Atoms

125 views
Skip to first unread message

Rich Hickey

unread,
Dec 4, 2008, 8:02:51 PM12/4/08
to Clojure
I've added a new reference type - atom.

Docs here:

http://clojure.org/atoms

Feedback welcome,

Rich

Mark Engelberg

unread,
Dec 4, 2008, 9:26:05 PM12/4/08
to clo...@googlegroups.com
Didn't commute essentially give this behavior for refs?  How is this different?

Larrytheliquid

unread,
Dec 4, 2008, 11:01:35 PM12/4/08
to clo...@googlegroups.com
One difference would be if a ref is already inside of a bigger transaction that failed to commit for other reasons. With atoms it seems like the "transaction" is implicitly isolated to the atom (instead of explicitly wrapping around a ref.)
--
Respectfully,
Larry Diehl
www.larrytheliquid.com

Krukow

unread,
Dec 5, 2008, 1:51:16 AM12/5/08
to Clojure
On Dec 5, 2:02 am, Rich Hickey <richhic...@gmail.com> wrote:
> I've added a new reference type - atom.

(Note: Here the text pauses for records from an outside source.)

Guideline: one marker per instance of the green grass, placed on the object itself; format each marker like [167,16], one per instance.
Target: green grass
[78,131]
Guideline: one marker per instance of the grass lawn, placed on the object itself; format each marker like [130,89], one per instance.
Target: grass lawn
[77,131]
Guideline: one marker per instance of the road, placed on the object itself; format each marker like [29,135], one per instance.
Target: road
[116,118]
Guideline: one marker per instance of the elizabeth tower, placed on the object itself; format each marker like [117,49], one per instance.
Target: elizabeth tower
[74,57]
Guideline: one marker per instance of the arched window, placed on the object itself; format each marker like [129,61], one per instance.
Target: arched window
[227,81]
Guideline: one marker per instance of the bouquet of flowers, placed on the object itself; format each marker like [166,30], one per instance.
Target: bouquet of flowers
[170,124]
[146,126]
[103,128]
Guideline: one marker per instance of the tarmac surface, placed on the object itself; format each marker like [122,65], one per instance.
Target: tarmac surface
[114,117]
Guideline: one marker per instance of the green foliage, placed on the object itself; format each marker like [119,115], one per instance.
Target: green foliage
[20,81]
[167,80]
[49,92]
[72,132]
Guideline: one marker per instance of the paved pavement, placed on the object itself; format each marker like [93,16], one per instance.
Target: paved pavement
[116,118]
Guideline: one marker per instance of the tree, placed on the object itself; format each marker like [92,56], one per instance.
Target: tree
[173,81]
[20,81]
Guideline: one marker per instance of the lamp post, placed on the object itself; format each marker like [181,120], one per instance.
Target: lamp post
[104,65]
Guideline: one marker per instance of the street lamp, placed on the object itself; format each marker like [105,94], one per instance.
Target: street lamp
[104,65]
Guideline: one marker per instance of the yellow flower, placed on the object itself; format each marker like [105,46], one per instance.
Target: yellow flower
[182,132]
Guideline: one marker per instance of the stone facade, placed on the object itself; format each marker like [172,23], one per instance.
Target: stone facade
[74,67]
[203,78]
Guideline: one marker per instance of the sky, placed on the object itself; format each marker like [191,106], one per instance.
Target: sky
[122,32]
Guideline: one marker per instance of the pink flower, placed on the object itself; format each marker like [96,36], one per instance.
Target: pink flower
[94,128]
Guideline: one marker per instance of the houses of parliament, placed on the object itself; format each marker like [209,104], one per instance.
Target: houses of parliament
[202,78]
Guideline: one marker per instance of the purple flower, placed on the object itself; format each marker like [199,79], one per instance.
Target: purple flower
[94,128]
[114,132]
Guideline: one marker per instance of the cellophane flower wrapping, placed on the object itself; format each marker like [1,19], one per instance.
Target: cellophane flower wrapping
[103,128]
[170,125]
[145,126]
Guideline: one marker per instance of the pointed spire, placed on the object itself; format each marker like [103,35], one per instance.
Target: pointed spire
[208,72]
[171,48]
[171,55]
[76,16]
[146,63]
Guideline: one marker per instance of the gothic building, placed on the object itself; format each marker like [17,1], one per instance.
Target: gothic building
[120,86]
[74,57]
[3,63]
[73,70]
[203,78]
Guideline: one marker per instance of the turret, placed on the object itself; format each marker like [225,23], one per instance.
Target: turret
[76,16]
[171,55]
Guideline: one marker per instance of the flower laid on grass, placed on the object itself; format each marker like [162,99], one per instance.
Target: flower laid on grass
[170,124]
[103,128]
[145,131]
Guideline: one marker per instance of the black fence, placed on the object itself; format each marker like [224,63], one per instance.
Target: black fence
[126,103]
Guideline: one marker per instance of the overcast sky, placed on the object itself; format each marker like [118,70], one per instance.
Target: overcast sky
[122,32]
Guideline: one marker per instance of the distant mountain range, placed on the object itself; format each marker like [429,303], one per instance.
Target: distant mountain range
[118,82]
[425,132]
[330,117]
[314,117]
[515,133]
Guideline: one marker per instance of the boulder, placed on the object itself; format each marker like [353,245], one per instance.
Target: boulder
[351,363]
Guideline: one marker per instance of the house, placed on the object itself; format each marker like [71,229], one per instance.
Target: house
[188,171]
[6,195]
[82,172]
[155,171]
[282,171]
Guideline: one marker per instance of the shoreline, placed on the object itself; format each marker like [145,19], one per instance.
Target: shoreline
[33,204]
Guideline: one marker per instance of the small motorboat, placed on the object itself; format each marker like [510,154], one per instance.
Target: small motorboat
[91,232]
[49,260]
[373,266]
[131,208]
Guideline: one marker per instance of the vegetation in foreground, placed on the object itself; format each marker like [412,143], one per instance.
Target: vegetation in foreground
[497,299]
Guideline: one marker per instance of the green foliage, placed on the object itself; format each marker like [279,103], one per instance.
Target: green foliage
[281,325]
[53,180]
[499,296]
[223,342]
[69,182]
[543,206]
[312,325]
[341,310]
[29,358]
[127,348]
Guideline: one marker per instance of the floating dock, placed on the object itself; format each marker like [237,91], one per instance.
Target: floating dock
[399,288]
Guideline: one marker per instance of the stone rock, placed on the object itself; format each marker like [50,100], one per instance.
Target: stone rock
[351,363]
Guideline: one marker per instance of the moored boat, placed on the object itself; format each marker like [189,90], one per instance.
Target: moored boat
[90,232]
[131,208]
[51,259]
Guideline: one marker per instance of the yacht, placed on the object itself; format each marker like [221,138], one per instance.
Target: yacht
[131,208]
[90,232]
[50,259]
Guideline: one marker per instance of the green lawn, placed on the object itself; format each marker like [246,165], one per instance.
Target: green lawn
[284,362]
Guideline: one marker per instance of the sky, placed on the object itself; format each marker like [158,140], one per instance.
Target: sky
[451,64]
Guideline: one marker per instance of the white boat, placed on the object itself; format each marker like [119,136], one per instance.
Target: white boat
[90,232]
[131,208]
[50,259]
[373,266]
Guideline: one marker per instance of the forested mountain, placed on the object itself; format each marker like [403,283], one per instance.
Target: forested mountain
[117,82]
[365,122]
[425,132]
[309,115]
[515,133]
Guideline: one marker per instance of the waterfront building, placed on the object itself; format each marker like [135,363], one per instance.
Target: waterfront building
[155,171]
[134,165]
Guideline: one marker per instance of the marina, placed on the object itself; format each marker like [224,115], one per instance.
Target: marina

Looks useful as a kind of high-level interface to
java.util.concurrent.AtomicReference. Am I correct

Krukow

unread,
Dec 5, 2008, 1:59:04 AM12/5/08
to Clojure


On Dec 5, 7:51 am, Krukow <karl.kru...@gmail.com> wrote:
> Looks useful as a kind of high-level interface to
> java.util.concurrent.AtomicReference. Am I correct
to think of this as being (semantically) equivalent to combining send-
off and await with agents?

E.g.,

(defn memoize [f]
(let [mem (agent {})]
(fn [& args]
(if-let [e (find @mem args)]
(val e)
(let [ret (apply f args)] (send-off mem assoc args ret)
(await mem)
ret)))))

under the hood, the first is running of a queue in a separate thread
and the other is doing a in-thread spin-wait?

- Karl

(sorry for making two post, I accidentally triggered a send-message
shortcut ;-))

bOR_

unread,
Dec 5, 2008, 5:51:49 AM12/5/08
to Clojure
Are there any screencasts planned which will feature atoms? (I found
that the screencasts are an excellent way of learning clojure).

Parth Malwankar

unread,
Dec 5, 2008, 6:12:32 AM12/5/08
to Clojure
Are the following equivalent or is one recommended over
the other? The first (using atoms) is definitely more convenient
and less verbose.

user=> (def a (ref {:a 1 :b 2 :c 3}))
#'user/a
user=> (def a (atom {:a 1 :b 2 :c 3}))
#'user/a
user=> (swap! a assoc :a 5)
{:c 3, :b 2, :a 5}
user=> a
#<AtomicReference$IRef {:c 3, :b 2, :a 5}>

OR

user=> (def b (ref {:a 1 :b 2 :c 3}))
#'user/b
user=> (dosync (ref-set b (assoc @b :a 5)))
{:c 3, :b 2, :a 5}
user=> b
#<Ref clojure.lang.Ref@1b6101e>
user=> @b
{:c 3, :b 2, :a 5}
user=>

Parth

Rich Hickey

unread,
Dec 5, 2008, 8:24:16 AM12/5/08
to Clojure


On Dec 5, 5:51 am, bOR_ <boris.sch...@gmail.com> wrote:
> Are there any screencasts planned which will feature atoms? (I found
> that the screencasts are an excellent way of learning clojure).

Screencasts are generally a side-effect of a speaking engagement. I
imagine next time I give a talk, I'll talk about atoms too.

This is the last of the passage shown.